The final step combines the results from both subcircuits using the QPD coefficients:

$$\langle O \rangle_{\text{original}} = \sum_{P_1, P_2} c_{P_1 P_2} \cdot \langle O_1 \rangle_{P_1} \cdot \langle O_2 \rangle_{P_2}$$

Where:
- $c_{P_1 P_2}$ are the QPD coefficients
- $\langle O_1 \rangle_{P_1}$ and $\langle O_2 \rangle_{P_2}$ are the expectation values from the subcircuits

In [None]:
# Calculate the reconstructed expectation value
individual_terms = [r1 * r2 * c for r1, r2, c in zip(results1, results2, coeffs)]
reconstructed_expectation = sum(individual_terms)

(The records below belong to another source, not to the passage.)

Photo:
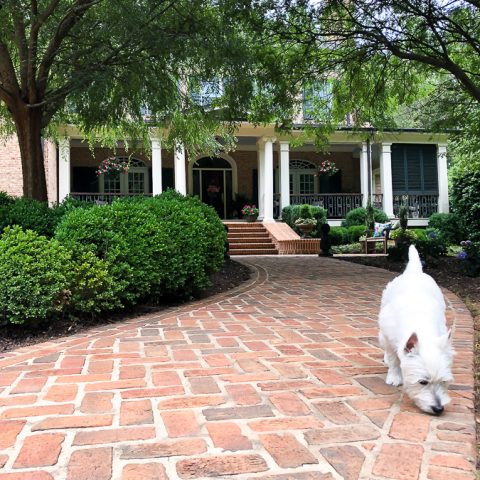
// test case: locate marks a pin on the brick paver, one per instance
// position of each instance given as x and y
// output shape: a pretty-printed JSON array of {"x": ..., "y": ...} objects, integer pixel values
[{"x": 279, "y": 379}]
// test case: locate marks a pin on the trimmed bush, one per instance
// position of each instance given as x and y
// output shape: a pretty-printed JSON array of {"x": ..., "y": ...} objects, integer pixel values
[
  {"x": 358, "y": 216},
  {"x": 465, "y": 197},
  {"x": 34, "y": 276},
  {"x": 355, "y": 232},
  {"x": 449, "y": 225},
  {"x": 292, "y": 213},
  {"x": 152, "y": 247},
  {"x": 338, "y": 236}
]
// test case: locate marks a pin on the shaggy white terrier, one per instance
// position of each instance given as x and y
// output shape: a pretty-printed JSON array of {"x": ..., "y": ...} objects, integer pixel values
[{"x": 414, "y": 336}]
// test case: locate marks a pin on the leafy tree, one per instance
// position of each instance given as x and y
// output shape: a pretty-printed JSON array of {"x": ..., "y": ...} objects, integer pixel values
[
  {"x": 383, "y": 55},
  {"x": 99, "y": 63}
]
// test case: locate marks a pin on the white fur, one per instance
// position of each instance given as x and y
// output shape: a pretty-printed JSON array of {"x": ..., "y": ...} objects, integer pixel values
[{"x": 414, "y": 336}]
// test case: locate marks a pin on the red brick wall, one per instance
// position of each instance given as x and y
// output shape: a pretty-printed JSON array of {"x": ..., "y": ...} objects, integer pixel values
[{"x": 11, "y": 180}]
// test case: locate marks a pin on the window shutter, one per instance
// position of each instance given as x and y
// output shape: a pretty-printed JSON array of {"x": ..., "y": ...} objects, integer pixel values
[
  {"x": 398, "y": 169},
  {"x": 430, "y": 175},
  {"x": 414, "y": 168}
]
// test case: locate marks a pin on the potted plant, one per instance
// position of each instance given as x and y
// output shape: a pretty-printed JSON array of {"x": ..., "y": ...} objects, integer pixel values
[
  {"x": 250, "y": 213},
  {"x": 306, "y": 222}
]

print("=== GATE CUTTING RESULTS ===")
print(f"Number of Pauli terms: {len(individual_terms)}")
print(f"Individual contribution terms: {[f'{term:.6f}' for term in individual_terms]}")
print(f"Reconstructed expectation value: {reconstructed_expectation:.6f}")

# Summary of the gate cutting process
print(f"\n=== SUMMARY ===")
print(f"Original circuit: {len(circuit)} gates")
print(f"Cut location: Gate {index_to_cut} (0-indexed)")
print(f"Subcircuit 1: {index_to_cut + 1} qubits, {index_to_cut} gates + KAK right")
print(f"Subcircuit 2: {len(circuit) - index_to_cut} qubits, KAK left + {len(circuit) - index_to_cut - 1} gates")
print(f"Total subexperiments: {len(pauli_string1) + len(pauli_string2)}")
print(f"QPU parallelization: {qpu_count} QPUs used")

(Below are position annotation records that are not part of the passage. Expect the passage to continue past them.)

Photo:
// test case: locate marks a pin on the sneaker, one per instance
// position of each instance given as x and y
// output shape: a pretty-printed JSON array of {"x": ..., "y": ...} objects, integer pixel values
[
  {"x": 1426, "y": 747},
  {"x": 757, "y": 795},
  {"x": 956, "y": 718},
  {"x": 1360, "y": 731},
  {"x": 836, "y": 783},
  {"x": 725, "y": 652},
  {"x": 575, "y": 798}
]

# Show the Pauli decomposition breakdown
print(f"\n=== PAULI DECOMPOSITION ===")
for i, (p1, p2, c, r1, r2, term) in enumerate(zip(pauli_string1, pauli_string2, coeffs, results1, results2, individual_terms)):
    print(f"Term {i+1}: {p1}{p2} | coeff={c:8.6f} | <O1>={r1:8.6f} | <O2>={r2:8.6f} | contribution={term:8.6f}")

print(f"\nFinal result: {reconstructed_expectation:.6f}")
print("\nGate cutting completed successfully!")

In [None]:
## Conclusion

This tutorial demonstrated gate cutting using CUDA-Q, a technique that enables:

- **Circuit Decomposition**: Breaking large circuits into smaller, manageable subcircuits
- **Hardware Efficiency**: Running subcircuits on separate quantum devices or QPUs
- **Scalability**: Handling circuits larger than available quantum hardware
- **Parallelization**: Distributing subexperiments across multiple QPUs

### Key Takeaways

1. **KAK Decomposition**: Any 2-qubit unitary can be decomposed into local operations and canonical interactions
2. **QPD Method**: The canonical gate can be expressed as a weighted sum of Pauli operators
3. **Circuit Cutting**: Replace the original gate with measurement subcircuits and classical postprocessing
4. **Parallel Execution**: CUDA-Q's multi-QPU support enables efficient parallel execution of subexperiments

### Extensions

- **Multiple Cuts**: Apply cutting to multiple gates for even larger circuit decomposition
- **Error Mitigation**: Combine with error mitigation techniques for better accuracy
- **Optimization**: Optimize cut locations to minimize the number of required subexperiments
- **Different Gates**: Apply to other 2-qubit gates beyond CNOT

### References

- Peng, T., Harrow, A. W., Ozols, M., & Wu, X. (2020). "Simulating large quantum circuits on a small quantum computer." *Physical Review Letters*, 125(15), 150504.
- Tang, W., Tomesh, T., Suchara, M., Larson, J., & Martonosi, M. (2021). "CutQC: Using small quantum computers for large quantum circuit evaluations." *ASPLOS 2021*.